Last night—or early this morning, I guess, around four A.M.—I woke up from a dream. I’d been reading a Hilary Mantel novel and watching red-carpet recaps before bed, and the two apparently melded in my brain in the most literal way imaginable. In my dreams, Thomas Cromwell attended the Golden Globes. Or Mantel chronicled them. I’m not sure which—but this is how it went down. 

It is the awards season. Lupita in silks and nosegays, Felicity stately in Dior. Photographers line the strip of crimson worsted like so many starlings on a line: here a Michael Kors, here a Givenchy. Lacquered hosts prattle now of jewels, now with furrowed brow of news from abroad.

“Alchemy,” says George Clooney, boyish and urbane. He is at his ease, of a mind to talk of brass rings and love.

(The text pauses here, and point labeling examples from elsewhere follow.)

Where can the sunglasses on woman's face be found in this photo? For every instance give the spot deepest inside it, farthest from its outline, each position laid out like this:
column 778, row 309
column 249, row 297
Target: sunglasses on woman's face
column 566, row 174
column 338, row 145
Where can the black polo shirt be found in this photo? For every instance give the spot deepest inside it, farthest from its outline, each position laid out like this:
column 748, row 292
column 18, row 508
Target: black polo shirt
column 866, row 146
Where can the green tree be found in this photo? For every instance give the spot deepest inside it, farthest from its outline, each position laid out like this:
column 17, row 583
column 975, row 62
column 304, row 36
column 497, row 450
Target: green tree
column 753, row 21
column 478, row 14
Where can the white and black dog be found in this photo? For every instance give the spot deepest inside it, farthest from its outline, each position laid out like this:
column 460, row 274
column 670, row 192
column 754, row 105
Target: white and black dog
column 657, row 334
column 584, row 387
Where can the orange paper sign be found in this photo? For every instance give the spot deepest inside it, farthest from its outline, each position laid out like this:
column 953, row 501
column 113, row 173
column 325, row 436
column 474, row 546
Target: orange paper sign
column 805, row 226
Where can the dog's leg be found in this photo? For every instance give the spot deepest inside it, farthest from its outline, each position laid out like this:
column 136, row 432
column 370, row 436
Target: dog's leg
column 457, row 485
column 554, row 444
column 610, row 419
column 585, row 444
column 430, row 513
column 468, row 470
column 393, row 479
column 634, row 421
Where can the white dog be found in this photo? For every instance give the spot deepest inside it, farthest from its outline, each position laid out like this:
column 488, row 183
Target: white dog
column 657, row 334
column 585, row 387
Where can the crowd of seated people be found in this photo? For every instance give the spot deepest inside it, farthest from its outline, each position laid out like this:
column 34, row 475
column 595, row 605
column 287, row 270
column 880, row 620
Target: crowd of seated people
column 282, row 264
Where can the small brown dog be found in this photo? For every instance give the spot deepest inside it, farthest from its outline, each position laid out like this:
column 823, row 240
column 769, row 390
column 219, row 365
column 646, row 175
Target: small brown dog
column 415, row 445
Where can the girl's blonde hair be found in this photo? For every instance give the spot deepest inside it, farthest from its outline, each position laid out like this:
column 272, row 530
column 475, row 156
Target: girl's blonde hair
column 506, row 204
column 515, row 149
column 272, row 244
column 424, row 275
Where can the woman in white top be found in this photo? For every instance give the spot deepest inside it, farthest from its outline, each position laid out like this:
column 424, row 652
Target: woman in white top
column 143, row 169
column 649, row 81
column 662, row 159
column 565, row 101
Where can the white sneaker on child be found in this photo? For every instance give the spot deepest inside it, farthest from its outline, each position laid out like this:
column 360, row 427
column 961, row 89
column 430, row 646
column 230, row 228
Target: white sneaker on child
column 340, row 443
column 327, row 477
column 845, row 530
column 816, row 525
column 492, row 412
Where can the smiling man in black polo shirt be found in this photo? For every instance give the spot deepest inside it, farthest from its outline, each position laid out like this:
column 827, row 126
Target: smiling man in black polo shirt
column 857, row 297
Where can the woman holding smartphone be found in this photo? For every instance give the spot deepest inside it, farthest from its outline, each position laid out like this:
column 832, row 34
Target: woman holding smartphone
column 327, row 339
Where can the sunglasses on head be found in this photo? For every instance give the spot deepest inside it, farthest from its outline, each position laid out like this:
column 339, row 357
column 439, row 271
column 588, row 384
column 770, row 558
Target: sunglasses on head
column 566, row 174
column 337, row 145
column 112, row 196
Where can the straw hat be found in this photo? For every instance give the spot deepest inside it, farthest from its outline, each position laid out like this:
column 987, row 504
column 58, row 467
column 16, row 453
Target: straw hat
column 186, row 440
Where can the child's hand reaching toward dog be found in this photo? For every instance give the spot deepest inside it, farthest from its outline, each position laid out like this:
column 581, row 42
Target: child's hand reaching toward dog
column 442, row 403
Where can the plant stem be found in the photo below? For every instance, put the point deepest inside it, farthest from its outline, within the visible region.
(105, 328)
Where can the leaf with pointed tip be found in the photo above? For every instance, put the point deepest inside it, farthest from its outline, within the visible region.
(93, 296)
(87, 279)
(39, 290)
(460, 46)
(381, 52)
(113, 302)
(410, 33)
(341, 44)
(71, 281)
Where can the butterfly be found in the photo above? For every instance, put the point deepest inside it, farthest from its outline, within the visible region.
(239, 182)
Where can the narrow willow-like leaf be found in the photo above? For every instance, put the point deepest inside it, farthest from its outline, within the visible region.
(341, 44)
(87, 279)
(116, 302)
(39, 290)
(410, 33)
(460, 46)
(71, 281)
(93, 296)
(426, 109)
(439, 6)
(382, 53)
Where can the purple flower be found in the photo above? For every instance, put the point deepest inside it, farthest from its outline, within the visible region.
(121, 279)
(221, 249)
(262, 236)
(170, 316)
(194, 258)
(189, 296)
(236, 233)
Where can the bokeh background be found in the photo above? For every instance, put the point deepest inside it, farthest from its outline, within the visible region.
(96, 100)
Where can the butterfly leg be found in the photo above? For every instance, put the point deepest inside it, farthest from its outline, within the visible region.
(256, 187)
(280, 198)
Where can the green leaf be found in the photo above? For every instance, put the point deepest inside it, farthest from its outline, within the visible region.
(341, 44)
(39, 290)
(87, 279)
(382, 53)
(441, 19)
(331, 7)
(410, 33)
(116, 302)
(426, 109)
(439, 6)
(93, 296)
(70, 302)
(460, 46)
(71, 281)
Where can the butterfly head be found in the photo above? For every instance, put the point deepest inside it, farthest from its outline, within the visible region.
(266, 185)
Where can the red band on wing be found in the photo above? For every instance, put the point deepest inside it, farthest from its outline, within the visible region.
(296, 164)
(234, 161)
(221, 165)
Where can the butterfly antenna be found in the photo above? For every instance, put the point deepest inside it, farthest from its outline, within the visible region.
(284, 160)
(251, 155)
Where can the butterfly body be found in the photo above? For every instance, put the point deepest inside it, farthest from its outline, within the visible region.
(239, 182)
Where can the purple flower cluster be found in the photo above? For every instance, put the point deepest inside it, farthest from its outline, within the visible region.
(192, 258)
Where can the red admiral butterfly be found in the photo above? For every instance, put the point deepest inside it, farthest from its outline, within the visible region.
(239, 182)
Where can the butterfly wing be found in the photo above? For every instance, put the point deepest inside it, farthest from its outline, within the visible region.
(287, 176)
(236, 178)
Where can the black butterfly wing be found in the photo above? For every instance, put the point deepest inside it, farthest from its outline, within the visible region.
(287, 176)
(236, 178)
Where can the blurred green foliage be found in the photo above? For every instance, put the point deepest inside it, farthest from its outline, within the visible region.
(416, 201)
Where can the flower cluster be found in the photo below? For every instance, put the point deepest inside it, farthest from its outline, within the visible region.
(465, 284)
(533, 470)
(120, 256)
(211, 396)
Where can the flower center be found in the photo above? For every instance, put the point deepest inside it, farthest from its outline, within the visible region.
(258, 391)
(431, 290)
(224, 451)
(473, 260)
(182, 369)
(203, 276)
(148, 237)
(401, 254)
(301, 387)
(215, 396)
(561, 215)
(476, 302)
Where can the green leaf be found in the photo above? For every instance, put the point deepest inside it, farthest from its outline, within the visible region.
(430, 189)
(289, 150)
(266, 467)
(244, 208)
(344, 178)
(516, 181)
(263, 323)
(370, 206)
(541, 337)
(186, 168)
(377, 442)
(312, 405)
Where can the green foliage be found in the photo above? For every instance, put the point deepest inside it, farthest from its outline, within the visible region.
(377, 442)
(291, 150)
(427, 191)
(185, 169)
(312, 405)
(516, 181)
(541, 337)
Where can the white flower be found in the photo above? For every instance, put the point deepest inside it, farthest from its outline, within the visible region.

Kevin Spacey is at the podium, eyes narrowed in a mockery of evil, bent on revenge. Jeremy Renner stands at his ease and leers, “You’ve got the globes, too.” 

Virgins win, and Birdmen. 

Cromwell stands with the others and prices the finery, an old habit not easily lost.

“There was a time,” he says, “when the carpets were not ruled by the stylists. There was Marlee Matlin then, and Bonham-Carter. We knew risk then, and yes, folly, too. I saw once a woman dressed in the plumage of a swan.”

And around him, etched in jewels, he sees the motto: “Je suis Charlie,” they say. “I stand with France.”